- Born: December 24, 1927 Port Washington, New York, US
- Died: January 7, 1986 (aged 58) Boston, Massachusetts, US
- Education: Harvard Business School (MBA)
- Years active: 1969–1986
- Known for: Founding president of PBS

= Hartford N. Gunn Jr. =

Founding President of PBS

Hartford N. Gunn Jr. (December 24, 1927 - January 7, 1986) was the founding president of the Public Broadcasting Service (PBS).

==Early life and education==

Gunn was born in December 24, 1927 in Port Washington, on Long Island, New York, to mother Edith Arnold Gunn and father Hartford N. Gunn, who later served as the Town Supervisor of the Town of North Hempstead. In 1948, he graduated from the U.S. Merchant Marine Academy in King's Point, New York. Gunn received a second bachelor's degree at Harvard University in 1949, and went on to study at Harvard Business School, receiving his MBA in 1951.

He served as a lieutenant commander in the U.S. Naval Reserve, and was voted one of the outstanding men of the year in 1962 by the Boston Junior Chamber of Commerce.

==Career==

After graduating from Harvard Business School in 1951, Gunn started working at Boston's WGBH-TV.
At the time he started, WGBH was an FM radio station and he expanded it to include a television station.
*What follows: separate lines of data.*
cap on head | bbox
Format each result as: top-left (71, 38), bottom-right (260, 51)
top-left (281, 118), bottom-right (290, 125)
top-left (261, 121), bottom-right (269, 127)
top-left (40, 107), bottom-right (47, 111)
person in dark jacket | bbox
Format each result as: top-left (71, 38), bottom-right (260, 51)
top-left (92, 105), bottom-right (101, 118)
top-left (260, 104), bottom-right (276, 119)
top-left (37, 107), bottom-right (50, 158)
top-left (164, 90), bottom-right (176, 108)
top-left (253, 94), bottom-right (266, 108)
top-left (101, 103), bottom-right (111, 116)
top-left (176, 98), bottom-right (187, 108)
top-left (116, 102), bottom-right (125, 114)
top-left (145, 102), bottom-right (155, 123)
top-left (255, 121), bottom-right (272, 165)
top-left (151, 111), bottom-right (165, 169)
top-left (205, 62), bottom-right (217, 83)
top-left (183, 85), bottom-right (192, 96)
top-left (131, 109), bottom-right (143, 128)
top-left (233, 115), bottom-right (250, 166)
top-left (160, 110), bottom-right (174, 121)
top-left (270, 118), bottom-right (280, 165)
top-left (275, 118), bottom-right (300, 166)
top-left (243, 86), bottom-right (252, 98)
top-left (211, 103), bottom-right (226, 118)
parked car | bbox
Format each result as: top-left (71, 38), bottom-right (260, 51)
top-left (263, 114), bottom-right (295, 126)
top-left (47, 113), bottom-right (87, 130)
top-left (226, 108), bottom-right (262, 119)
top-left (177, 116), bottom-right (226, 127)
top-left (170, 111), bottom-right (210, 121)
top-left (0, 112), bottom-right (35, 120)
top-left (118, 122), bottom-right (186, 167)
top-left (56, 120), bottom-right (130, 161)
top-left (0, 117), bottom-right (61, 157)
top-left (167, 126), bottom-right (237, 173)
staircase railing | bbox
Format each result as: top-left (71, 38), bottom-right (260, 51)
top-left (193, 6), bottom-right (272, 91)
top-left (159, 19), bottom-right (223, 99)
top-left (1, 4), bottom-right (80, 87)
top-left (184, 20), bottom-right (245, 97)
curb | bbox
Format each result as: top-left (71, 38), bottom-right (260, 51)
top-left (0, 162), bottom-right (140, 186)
Over the next five years, he had the role of director of operations before assuming the position of general manager in 1957.

In 1969 as manager of WGBH-TV, Gunn invited Fred Rogers to accompany him and testify before the Senate Subcommittee on Communications in support of the full funding of the Corporation for Public Broadcasting.

In 1970 he was chosen as the first president of the Public Broadcasting Service, at least in part due to his "widely acknowledged success in the 1960s at the Boston television station WGBH".

Gunn became vice-chairman of PBS in 1976. He was senior vice president and general manager of KCET, (at the time it was the public TV station in Los Angeles) from 1979 until 1983. Before his death he worked as a public television consultant in Annapolis, Maryland where he had lived.

In 1964, he was the recipient of the Lamp of Knowledge Award for his contribution to educational television and radio. Gunn also received the third annual Ralph Lowell Medal for creative public broadcasting in 1973.

==Death==
On January 2, 1986, Gunn died of multi-focal leukoencephalopathy – a rare, cancer-related illness – at Massachusetts General Hospital,aged 59.